Rubrique : sécurité routière

DG
Daniel GrenonGroupe NI

Question adressée à Ministère de l'intérieur

M. Daniel Grenon alerte M. le ministre de l'intérieur sur l'augmentation préoccupante du nombre de personnes circulant sans permis de conduire. Selon les chiffres de l'Observatoire national interministériel de la sécurité routière (ONISR), le nombre de conducteurs sans permis aurait progressé de 54 % entre 2011 et 2019, passant de 500 000 à 770 000 personnes. En 2023, les forces de l'ordre ont relevé plus de 132 000 délits pour conduite sans permis ou malgré une suspension, une annulation ou une invalidation du permis de conduire.
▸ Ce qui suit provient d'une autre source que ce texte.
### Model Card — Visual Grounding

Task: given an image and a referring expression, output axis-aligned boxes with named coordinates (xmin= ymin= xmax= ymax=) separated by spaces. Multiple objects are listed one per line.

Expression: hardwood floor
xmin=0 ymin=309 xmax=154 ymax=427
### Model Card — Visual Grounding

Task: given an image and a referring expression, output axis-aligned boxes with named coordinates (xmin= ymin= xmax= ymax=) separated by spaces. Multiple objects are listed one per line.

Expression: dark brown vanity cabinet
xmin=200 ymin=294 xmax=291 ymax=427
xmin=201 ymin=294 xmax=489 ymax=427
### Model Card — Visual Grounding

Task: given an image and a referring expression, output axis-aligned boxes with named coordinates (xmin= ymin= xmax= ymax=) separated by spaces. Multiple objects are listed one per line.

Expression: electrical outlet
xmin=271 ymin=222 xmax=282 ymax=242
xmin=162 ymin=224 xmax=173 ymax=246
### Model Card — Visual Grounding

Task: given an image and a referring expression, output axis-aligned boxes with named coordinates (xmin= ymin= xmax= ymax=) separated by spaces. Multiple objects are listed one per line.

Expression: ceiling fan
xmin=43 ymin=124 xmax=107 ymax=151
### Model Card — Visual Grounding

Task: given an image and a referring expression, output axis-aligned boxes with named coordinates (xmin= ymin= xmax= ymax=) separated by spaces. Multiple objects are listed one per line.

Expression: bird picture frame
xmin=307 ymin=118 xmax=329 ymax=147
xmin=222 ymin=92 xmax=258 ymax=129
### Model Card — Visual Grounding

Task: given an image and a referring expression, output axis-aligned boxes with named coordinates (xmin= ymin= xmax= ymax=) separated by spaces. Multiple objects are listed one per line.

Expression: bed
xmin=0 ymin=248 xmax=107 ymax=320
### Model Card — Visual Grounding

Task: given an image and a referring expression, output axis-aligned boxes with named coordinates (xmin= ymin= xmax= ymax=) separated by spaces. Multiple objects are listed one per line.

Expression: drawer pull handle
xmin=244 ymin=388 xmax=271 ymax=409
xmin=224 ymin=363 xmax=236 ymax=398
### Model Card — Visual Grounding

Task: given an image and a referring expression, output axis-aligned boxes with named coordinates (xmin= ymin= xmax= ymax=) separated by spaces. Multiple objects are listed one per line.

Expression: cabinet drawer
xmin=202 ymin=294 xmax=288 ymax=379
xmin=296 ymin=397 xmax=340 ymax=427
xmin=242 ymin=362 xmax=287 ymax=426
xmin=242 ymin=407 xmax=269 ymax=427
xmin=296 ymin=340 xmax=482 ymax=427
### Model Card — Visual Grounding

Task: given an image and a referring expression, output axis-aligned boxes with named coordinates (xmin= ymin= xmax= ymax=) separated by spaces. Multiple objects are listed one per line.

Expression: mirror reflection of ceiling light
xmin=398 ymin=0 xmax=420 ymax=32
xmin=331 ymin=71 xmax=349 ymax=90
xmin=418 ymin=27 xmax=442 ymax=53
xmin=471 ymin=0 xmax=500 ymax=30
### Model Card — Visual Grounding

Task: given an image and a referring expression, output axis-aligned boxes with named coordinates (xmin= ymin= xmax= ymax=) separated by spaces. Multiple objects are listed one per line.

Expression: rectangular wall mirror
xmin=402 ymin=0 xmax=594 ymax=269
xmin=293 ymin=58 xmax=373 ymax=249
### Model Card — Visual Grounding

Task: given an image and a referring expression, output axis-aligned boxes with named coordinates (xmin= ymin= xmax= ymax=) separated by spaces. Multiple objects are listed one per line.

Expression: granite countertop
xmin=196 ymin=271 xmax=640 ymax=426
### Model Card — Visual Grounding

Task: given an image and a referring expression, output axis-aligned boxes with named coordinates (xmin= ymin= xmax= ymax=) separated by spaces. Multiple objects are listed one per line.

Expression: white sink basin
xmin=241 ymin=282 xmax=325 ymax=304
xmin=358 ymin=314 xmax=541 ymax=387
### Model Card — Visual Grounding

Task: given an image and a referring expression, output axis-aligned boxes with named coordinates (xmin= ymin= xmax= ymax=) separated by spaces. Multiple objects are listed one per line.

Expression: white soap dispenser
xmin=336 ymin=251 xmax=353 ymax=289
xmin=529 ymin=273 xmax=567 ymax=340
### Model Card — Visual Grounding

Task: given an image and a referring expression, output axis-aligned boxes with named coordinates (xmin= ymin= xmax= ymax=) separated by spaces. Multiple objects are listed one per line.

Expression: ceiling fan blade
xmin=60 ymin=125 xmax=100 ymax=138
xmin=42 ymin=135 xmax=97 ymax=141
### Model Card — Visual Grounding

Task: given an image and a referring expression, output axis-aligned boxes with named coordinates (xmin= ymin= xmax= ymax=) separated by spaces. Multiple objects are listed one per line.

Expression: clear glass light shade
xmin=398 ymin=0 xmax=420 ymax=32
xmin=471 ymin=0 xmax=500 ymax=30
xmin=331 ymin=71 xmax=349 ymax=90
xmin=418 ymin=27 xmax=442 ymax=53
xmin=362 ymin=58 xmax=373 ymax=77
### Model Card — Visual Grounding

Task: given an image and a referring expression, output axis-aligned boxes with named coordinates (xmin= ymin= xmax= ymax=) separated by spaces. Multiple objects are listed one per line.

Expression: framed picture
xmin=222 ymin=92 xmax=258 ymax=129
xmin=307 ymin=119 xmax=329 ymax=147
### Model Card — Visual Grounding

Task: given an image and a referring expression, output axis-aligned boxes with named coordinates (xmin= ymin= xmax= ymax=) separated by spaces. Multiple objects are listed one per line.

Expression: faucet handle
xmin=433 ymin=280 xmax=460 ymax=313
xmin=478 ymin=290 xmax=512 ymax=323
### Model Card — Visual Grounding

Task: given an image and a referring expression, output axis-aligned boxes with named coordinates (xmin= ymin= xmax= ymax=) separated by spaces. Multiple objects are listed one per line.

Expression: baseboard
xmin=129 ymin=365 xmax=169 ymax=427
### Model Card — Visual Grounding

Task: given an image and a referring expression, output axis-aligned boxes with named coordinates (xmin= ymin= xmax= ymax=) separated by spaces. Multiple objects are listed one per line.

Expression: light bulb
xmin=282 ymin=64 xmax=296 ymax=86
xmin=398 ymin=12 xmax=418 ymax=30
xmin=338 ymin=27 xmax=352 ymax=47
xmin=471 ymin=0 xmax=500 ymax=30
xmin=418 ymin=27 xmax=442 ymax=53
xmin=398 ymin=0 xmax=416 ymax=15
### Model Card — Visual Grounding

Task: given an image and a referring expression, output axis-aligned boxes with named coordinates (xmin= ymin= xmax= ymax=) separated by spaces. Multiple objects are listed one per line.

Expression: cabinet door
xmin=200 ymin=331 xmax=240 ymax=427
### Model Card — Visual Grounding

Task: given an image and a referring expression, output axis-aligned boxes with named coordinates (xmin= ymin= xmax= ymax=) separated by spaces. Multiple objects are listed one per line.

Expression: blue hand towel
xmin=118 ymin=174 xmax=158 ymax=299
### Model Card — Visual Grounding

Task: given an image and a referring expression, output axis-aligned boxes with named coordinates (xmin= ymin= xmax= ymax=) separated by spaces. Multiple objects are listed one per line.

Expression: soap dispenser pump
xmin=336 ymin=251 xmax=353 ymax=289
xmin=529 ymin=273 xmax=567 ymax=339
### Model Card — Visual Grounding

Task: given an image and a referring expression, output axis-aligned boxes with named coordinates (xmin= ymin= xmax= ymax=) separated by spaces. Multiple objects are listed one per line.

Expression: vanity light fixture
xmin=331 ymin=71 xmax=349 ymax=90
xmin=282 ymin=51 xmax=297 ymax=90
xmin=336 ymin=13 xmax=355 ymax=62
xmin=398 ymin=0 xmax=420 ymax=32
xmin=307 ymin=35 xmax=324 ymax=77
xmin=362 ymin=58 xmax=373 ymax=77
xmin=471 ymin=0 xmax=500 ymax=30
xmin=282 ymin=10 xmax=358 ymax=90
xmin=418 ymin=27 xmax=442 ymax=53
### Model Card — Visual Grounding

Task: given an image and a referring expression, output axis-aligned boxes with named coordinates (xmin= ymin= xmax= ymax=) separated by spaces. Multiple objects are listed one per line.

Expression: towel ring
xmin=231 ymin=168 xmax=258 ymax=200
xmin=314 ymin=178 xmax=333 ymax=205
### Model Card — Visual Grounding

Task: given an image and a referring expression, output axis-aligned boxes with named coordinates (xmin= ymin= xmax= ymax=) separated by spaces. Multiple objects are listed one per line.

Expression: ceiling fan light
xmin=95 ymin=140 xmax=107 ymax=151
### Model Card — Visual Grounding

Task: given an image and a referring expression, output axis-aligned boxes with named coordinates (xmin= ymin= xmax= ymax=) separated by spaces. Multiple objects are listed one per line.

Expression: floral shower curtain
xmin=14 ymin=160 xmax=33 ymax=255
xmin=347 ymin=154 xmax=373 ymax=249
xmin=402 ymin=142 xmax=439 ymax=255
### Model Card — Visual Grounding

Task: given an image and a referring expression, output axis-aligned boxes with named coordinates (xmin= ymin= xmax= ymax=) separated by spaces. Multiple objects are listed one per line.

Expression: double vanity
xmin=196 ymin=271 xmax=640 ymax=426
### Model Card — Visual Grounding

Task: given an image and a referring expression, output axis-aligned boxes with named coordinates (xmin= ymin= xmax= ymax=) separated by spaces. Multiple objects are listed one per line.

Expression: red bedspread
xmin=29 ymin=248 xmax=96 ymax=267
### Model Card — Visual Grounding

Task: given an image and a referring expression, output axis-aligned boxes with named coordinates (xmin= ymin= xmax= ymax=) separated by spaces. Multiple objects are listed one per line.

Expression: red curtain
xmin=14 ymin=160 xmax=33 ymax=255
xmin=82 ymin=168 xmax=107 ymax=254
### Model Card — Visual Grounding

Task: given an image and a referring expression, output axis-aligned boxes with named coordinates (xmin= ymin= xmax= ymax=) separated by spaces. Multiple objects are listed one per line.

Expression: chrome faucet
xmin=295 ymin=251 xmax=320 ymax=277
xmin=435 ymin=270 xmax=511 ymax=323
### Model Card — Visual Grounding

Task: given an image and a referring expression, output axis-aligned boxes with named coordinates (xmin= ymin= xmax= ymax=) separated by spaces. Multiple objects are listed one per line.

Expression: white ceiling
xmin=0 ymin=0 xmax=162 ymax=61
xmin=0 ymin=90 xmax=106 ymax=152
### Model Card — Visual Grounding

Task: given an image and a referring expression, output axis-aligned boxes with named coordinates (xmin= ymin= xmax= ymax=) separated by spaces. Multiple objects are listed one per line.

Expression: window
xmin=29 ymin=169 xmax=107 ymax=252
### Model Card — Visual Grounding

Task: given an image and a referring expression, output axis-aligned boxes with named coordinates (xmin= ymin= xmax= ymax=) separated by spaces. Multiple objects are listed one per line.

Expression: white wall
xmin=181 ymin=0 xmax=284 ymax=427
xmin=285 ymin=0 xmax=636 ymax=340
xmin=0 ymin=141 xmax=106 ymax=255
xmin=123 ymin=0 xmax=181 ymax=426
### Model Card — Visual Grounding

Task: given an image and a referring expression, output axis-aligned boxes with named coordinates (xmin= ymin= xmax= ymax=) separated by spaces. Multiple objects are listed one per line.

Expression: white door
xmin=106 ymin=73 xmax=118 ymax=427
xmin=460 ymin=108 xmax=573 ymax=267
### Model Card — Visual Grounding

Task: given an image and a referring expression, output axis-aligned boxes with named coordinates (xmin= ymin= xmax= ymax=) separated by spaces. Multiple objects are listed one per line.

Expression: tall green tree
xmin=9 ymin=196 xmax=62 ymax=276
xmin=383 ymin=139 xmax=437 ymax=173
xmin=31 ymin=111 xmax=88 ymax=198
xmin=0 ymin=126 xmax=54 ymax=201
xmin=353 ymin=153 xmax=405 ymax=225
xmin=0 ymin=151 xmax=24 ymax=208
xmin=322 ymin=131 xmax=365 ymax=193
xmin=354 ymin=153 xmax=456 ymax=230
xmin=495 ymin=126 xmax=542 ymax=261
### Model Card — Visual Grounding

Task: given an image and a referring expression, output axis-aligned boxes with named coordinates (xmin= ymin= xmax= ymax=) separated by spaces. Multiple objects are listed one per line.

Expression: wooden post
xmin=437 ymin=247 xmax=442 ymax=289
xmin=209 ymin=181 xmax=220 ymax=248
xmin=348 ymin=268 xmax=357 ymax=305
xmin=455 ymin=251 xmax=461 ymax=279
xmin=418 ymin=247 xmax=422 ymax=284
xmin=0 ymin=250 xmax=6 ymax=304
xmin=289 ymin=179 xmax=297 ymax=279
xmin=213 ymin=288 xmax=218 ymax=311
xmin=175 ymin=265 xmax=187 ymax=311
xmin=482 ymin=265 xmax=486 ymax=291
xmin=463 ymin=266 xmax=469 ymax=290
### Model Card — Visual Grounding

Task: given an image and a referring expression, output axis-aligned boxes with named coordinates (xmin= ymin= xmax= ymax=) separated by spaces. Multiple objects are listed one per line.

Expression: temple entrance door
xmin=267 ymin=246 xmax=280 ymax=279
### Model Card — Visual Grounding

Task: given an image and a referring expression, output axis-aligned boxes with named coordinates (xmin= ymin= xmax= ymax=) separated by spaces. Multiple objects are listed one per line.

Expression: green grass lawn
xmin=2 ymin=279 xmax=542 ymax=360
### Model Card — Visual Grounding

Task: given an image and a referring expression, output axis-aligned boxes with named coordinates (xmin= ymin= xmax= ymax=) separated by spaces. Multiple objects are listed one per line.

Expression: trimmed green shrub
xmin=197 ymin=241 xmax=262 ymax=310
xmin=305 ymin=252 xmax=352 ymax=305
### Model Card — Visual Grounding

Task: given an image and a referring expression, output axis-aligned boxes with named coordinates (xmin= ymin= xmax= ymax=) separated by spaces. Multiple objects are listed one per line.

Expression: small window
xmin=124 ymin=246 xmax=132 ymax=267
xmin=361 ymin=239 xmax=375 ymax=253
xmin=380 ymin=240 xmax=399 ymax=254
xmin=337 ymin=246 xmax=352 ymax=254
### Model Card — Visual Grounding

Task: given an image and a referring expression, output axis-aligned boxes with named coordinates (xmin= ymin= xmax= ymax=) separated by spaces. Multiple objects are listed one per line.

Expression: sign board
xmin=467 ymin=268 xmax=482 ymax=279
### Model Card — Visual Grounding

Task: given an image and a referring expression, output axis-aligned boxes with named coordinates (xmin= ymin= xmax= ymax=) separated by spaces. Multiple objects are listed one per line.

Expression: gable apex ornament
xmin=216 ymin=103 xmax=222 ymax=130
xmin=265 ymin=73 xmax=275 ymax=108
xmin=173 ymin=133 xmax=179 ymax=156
Par ailleurs, l'ONISR estime que 5,5 % des conducteurs impliqués dans un accident mortel circulaient sans permis valide. Cette situation est extrêmement préoccupante. La conduite sans permis constitue non seulement une infraction grave au code de la route, mais également un danger majeur pour l'ensemble des usagers. Une personne circulant sans permis n'a parfois jamais été formée à la conduite, ou a perdu le droit de conduire à la suite de comportements dangereux. Ce phénomène contribue ainsi à accroître l'insécurité routière et à mettre en péril la vie des automobilistes, des cyclistes et des piétons respectueux des règles. Cette pratique est également profondément injuste pour les millions de Français qui consacrent du temps et des moyens financiers importants afin d'obtenir leur permis, d'assurer leur véhicule et de respecter les obligations légales imposées à tous les conducteurs. Alors que les honnêtes citoyens se conforment aux règles, certains choisissent délibérément de s'en affranchir en toute impunité. Face à cette banalisation préoccupante de la conduite sans permis, il lui demande quelles mesures le Gouvernement entend mettre en œuvre afin d'endiguer ce phénomène, renforcer les contrôles et assurer une réponse pénale réellement dissuasive à l'encontre des contrevenants.

En attente de réponse

Le ministère n'a pas encore publié de réponse à cette question. Le délai légal est de 2 mois, prorogeable.